If you're establishing a new native planting and want to suppress weeds, thick chips directly on the soil, without cardboard underneath, will do the job while keeping the biology intact. The chips are heavy enough to suppress most weeds on their own, and unlike cardboard, they're feeding the system at the same time.
The Bottom Line for Your Garden
Whether you're establishing a native habitat garden, growing vegetables, or trying to rehabilitate a compacted East Portland lot, Ingham's work points toward the same set of practical principles:
Feed the soil, not the plant. Compost, mulch, and organic matter build biology. Biology feeds plants.
Minimize disturbance. Every time you till, you shred fungal networks that took months or years to establish. No-till and low-till methods preserve structure.

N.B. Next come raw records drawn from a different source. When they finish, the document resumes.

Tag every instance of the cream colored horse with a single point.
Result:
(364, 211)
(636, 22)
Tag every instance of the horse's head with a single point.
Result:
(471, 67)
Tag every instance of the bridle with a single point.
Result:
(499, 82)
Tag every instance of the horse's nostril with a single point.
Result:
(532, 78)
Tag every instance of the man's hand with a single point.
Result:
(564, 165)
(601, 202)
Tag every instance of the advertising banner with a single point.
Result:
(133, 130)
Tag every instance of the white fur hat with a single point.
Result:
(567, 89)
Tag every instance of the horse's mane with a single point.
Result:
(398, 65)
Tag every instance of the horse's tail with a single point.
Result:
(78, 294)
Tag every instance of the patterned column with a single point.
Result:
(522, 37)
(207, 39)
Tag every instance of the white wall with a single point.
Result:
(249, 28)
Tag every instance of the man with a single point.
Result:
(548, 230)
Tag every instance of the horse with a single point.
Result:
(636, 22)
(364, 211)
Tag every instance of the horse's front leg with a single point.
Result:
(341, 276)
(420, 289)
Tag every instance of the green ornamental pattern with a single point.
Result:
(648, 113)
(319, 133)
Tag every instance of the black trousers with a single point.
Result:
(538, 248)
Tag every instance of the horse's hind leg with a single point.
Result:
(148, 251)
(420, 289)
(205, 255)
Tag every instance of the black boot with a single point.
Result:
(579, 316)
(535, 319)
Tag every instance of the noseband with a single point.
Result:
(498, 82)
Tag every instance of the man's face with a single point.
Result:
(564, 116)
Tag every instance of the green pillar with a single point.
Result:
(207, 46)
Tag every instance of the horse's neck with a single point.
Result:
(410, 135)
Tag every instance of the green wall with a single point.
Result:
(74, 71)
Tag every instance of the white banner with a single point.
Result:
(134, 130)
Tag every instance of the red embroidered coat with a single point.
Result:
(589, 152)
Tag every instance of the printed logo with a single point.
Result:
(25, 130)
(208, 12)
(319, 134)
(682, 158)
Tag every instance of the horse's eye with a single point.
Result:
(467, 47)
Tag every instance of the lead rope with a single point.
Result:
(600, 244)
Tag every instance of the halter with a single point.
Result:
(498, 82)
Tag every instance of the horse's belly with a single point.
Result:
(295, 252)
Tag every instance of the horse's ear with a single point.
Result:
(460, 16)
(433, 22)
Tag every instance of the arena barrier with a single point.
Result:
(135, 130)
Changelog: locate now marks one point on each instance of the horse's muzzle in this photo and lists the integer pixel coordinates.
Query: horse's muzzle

Keep soil covered. Bare soil loses moisture, compacts, erodes, and loses biology. Mulch or ground cover protects the system.
Use synthetic inputs sparingly or not at all. High-salt fertilizers and broad-spectrum biocides disrupt the food web you're trying to build.
Be patient. Soil biology rebuilds on its own timeline, not yours. A disturbed urban lot may take several years of consistent organic management before the food web is functioning well.
Elaine Ingham looked at a soil sample and saw a world that science had been missing. For those of us gardening in Portland, in these heavy, flood-deposited, biology-rich soils, her work changed what we were even looking for. The ripple from that microscope work spread far, changing how farmers and gardeners around the world understand and treat the soil beneath them.